= Democratic security =

Democratic security or Democratic security policy was a Colombian security policy implemented during the administration of former President Álvaro Uribe (2002-2010). It was unveiled in June 2003.

==Objectives==
It has been stated that this policy seeks to achieve the following objectives, among others:

- Consolidate State control throughout Colombia to deny sanctuary to terrorists and perpetrators of violence.
- Protect the population through the increase of State presence and a reduction in violence.
- Destroy the illegal drug trade in Colombia to eliminate the revenues which finance terrorism and generate corruption and crime
- Transparently and efficiently manage resources as a means to reform and improve the performance of government.

Several of these objectives stem from a belief in that the Colombian government should protect Colombian society from the effects of terrorism and the illegal drug trade, and in turn society as a whole should have a more active and comprehensive role in the government's struggle against illegal armed groups such as the FARC and ELN guerrillas or the paramilitary AUC, in order to ensure the defense and continued existence of the opportunity for both leftwing and rightwing political parties to engage in free and open debate, along with all the other aspects of democratic life.

==Application==
The previously mentioned objectives would be achieved through:
1. engaging the civilian population more actively
2. supporting soldiers
3. increasing intelligence capacity
4. reinstating control over national roads
5. demobilizing illegal groups
6. integrating the armed forces services
7. increasing defense spending.

==Results==
The Democratic Security Policy is credited with major achievements in improving Colombia’s violence indicators between 2002 and 2010, including reductions in annual homicide rates (–51%), murders of mayors (–67%), union leaders (–84%), and Indigenous people (–47%), as well as decreases in terrorist attacks (–71%) and kidnappings (–90%). It also led to an increase in cocaine seizures (+64%), the weakening of the FARC-EP and ELN guerrillas, and the Colombian State’s recovery of territorial control over parts of the country. Other positive outcomes include:

- The rescue of 15 hostages in Operation Jaque, who were being held by the Revolutionary Armed Forces of Colombia (FARC-EP), including 11 soldiers, 7 American citizens, and Íngrid Betancourt.
- The deaths of members of the FARC Secretariat, including Raúl Reyes in Operation Phoenix, and the murder of Iván Ríos by one of his subordinates — whom the Colombian government deceived and never paid the promised reward, until he himself was eventually killed in 2019.
- The Colombian government recorded the demobilization of 52,403 members of illegal armed groups between 2002 and 2010 — 31,671 from paramilitary groups, 16,340 from guerrilla forces, and the remainder from criminal gangs.

==Controversy==
The democratic security policy has become controversial inside and outside Colombia since the beginning of its application. Most of the critics and detractors of this policy, including human rights NGOs (such as Human Rights Watch and Amnesty International) and political opposition groups (such as the Colombian Liberal Party and the Independent Democratic Pole), share the assessment that it focuses too much on the military aspects of the Colombian Armed Conflict, relegating complex social, human rights and economic concerns to a secondary role, superseded by the perceived need for increased security.
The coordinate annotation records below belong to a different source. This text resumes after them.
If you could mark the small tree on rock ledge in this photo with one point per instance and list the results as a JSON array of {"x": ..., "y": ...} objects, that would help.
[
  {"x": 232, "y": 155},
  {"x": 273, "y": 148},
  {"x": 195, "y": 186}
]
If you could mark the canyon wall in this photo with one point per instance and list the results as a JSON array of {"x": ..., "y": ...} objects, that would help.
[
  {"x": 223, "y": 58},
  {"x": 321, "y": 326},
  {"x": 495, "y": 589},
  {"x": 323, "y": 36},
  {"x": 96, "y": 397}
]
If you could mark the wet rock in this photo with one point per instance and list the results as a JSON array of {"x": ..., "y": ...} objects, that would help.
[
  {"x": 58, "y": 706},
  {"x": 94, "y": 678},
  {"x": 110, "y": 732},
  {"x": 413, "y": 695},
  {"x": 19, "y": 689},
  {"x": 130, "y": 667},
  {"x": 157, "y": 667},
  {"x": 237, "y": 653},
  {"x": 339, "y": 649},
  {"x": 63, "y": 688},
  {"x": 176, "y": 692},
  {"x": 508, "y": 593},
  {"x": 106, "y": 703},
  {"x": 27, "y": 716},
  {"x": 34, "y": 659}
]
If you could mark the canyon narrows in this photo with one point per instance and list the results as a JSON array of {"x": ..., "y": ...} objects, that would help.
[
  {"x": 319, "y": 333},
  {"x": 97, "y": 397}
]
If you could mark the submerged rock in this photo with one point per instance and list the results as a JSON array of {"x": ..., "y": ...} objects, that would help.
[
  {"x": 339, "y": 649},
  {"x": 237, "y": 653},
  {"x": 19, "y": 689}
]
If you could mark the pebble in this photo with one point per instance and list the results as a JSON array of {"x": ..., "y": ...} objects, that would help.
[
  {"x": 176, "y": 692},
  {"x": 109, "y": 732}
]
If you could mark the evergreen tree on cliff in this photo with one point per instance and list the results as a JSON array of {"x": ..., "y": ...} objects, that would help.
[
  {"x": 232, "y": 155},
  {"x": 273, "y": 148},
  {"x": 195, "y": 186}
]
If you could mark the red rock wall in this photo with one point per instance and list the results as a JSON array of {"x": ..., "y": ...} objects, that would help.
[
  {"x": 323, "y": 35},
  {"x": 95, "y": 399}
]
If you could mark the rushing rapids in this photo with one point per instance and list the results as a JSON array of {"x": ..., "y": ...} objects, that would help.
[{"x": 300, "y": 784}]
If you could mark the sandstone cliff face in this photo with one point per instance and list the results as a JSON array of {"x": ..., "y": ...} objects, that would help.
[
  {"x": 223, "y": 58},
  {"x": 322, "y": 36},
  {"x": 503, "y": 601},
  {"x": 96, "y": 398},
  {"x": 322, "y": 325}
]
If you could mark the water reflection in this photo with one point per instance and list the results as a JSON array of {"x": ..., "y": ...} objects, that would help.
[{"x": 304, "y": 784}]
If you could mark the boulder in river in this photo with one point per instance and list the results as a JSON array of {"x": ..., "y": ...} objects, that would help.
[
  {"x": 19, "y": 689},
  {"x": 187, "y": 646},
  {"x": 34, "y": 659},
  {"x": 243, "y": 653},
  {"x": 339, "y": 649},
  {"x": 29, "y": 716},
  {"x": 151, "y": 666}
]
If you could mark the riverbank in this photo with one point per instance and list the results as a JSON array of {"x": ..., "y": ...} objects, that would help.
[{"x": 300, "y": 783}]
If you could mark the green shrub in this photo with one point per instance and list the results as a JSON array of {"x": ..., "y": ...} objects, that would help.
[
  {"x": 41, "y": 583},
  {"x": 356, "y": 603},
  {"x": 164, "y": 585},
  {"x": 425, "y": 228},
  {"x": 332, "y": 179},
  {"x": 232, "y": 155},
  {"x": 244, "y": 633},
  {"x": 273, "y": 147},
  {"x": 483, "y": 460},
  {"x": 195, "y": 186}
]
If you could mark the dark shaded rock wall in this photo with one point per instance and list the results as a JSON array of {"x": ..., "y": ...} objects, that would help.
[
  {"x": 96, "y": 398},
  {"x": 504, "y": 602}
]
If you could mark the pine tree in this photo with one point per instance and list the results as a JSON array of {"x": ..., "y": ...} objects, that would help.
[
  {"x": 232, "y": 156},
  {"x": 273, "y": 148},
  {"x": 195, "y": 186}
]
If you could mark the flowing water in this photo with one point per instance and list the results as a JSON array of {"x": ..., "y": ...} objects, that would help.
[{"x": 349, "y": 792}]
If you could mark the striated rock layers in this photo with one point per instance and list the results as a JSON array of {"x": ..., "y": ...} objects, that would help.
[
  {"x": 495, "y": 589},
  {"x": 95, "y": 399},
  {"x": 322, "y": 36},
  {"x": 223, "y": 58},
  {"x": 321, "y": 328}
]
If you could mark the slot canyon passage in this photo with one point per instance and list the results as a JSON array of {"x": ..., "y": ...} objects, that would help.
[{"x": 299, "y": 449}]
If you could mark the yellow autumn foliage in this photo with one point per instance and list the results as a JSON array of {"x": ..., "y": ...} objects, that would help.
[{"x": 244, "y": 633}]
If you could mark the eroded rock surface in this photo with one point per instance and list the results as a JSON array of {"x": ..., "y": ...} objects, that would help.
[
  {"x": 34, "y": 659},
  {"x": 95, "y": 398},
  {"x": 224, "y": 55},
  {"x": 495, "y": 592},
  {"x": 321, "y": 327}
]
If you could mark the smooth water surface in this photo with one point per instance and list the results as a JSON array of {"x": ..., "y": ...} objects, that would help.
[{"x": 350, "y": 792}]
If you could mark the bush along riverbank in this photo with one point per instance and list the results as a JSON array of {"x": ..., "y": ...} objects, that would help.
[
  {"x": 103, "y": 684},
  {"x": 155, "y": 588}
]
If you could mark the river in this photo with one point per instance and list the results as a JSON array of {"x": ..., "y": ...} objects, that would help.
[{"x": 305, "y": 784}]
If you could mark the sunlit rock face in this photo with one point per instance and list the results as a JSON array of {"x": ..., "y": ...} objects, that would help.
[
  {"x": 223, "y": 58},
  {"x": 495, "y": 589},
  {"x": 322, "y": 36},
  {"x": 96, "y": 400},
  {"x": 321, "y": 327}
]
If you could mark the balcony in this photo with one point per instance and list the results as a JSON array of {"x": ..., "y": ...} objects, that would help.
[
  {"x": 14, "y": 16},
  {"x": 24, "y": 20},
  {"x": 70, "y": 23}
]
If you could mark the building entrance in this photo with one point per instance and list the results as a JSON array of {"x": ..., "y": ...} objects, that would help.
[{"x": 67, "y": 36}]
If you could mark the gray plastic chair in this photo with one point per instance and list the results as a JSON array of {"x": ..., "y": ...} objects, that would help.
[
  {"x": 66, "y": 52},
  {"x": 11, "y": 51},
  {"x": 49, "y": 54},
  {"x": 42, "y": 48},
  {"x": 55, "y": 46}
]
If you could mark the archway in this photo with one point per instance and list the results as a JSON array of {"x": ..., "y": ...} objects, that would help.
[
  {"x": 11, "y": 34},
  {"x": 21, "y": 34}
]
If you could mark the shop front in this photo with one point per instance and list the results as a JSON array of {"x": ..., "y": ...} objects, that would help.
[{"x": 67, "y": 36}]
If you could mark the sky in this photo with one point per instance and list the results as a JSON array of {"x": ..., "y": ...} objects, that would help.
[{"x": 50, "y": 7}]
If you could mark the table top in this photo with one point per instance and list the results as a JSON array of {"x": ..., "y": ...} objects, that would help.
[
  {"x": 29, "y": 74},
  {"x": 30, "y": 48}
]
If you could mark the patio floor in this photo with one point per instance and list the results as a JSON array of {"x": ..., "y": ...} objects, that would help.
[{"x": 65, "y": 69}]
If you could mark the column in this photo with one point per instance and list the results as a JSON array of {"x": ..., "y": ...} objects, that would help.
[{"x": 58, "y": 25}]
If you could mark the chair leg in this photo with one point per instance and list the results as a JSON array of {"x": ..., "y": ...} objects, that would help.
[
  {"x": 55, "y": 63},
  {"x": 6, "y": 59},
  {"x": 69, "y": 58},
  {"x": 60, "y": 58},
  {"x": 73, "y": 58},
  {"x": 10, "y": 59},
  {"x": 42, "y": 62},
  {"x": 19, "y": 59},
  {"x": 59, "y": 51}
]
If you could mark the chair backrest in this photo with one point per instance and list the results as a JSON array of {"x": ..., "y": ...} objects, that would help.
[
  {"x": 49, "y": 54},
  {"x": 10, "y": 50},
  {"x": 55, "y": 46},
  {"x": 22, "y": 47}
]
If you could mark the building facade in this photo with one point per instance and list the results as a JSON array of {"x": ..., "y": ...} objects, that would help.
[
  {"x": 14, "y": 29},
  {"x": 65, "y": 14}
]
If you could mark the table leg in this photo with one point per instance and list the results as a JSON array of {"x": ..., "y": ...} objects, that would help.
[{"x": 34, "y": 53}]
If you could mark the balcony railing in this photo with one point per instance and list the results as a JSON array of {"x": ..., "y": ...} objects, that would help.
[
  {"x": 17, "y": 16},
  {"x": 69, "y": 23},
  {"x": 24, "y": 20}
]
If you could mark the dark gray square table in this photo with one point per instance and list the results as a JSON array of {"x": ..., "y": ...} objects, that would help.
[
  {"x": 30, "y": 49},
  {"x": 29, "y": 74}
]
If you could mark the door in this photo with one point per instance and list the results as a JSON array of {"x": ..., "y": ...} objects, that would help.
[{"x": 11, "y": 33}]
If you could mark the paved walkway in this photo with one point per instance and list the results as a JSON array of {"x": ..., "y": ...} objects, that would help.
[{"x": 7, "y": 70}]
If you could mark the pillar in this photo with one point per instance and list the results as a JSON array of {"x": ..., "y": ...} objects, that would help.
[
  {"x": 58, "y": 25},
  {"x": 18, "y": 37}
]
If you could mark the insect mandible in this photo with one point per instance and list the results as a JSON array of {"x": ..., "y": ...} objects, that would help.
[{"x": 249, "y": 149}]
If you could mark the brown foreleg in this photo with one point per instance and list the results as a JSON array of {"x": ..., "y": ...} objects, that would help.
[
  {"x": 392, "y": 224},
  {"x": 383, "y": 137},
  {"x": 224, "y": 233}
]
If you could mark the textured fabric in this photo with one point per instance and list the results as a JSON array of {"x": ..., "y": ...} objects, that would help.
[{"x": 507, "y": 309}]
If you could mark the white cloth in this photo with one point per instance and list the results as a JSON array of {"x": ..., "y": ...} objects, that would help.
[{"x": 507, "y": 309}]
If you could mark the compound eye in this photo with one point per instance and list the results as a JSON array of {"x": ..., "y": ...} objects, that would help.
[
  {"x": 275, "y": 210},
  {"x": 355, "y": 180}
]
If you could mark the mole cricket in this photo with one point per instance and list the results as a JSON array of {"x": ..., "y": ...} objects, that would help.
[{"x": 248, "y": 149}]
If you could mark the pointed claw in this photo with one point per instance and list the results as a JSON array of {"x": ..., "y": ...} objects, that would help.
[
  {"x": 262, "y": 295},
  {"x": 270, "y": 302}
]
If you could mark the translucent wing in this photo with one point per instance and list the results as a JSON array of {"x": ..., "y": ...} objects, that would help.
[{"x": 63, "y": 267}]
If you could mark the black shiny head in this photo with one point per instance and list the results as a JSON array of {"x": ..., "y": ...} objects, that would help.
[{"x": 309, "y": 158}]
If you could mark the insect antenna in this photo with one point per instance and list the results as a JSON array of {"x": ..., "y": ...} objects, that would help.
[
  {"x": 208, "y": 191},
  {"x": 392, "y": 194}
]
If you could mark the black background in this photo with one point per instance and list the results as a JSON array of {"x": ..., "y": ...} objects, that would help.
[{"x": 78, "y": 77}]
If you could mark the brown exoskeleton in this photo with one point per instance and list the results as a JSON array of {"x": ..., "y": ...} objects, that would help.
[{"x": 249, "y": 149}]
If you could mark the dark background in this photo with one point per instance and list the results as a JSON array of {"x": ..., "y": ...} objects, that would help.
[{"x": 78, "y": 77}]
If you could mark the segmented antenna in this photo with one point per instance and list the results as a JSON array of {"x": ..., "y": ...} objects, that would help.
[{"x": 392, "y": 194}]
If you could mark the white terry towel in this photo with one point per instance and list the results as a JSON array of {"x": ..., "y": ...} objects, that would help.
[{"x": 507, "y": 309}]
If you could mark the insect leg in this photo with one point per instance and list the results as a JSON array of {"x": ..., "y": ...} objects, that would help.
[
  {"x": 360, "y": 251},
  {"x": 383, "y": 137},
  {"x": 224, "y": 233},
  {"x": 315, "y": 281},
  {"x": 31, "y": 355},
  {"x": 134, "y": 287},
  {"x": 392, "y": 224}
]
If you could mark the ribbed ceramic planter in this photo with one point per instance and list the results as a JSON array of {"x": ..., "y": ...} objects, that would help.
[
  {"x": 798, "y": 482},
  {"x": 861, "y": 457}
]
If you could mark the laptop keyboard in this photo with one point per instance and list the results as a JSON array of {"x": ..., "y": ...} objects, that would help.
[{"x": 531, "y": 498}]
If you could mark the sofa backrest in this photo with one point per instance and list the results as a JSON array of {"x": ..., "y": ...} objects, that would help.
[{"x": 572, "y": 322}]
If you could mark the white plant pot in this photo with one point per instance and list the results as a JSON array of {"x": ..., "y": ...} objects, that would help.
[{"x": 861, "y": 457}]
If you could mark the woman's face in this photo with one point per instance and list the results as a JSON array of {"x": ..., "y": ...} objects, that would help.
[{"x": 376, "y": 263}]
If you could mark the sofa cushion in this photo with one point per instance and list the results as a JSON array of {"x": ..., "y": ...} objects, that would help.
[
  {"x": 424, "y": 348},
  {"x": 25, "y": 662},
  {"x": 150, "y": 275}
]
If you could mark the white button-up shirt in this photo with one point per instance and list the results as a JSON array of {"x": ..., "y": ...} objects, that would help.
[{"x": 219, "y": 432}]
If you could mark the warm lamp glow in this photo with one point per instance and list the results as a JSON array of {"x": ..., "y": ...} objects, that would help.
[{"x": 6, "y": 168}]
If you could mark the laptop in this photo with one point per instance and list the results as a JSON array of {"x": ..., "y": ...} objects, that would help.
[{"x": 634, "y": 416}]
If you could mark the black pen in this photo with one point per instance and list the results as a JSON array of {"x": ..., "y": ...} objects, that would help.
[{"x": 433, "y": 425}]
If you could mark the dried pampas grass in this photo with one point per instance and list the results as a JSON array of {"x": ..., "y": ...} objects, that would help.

Several critical analysts have accepted that there have been many factual improvements in the areas of security (for the most part) and human rights (to a lesser degree), but they also question the exact validity and application of some of the statements, pointing out serious problems, in particular (but not only) paramilitary related, which remain a source of grave concern.

Several of the critics also argue that, due to the increased degree of involvement of the civilian population, that this policy overexposes civilians to the dangers of the conflict, becoming potential targets for any abuses committed both by the illegal armed groups and the government's security forces. From this point of view, the resulting polarization caused by the long-term application of the policy would also be considered an obstacle to the achievement of a negotiated solution of the conflict with FARC and ELN guerrillas.

A number of the more radical critics, in particular leftwingers and sympathizers or members of FARC, also consider that "democratic security" may be a euphemism for the controversial national security policy that existed throughout South America during the later stages of the Cold War, seeking to stop the spread of Communism. This would imply that the application this policy would also lead to the repression of any form of dissent and opposition to the current administration, including student movements and political parties. Supporters of the policy (and most other critics) tend to not consider the previous argument to be accurate, arguing that there are several differences between both policies, in particular that the democratic security policy is being implemented by a legally elected government, in an environment where a number of democratic and political liberties are guaranteed, despite the continuing conflict.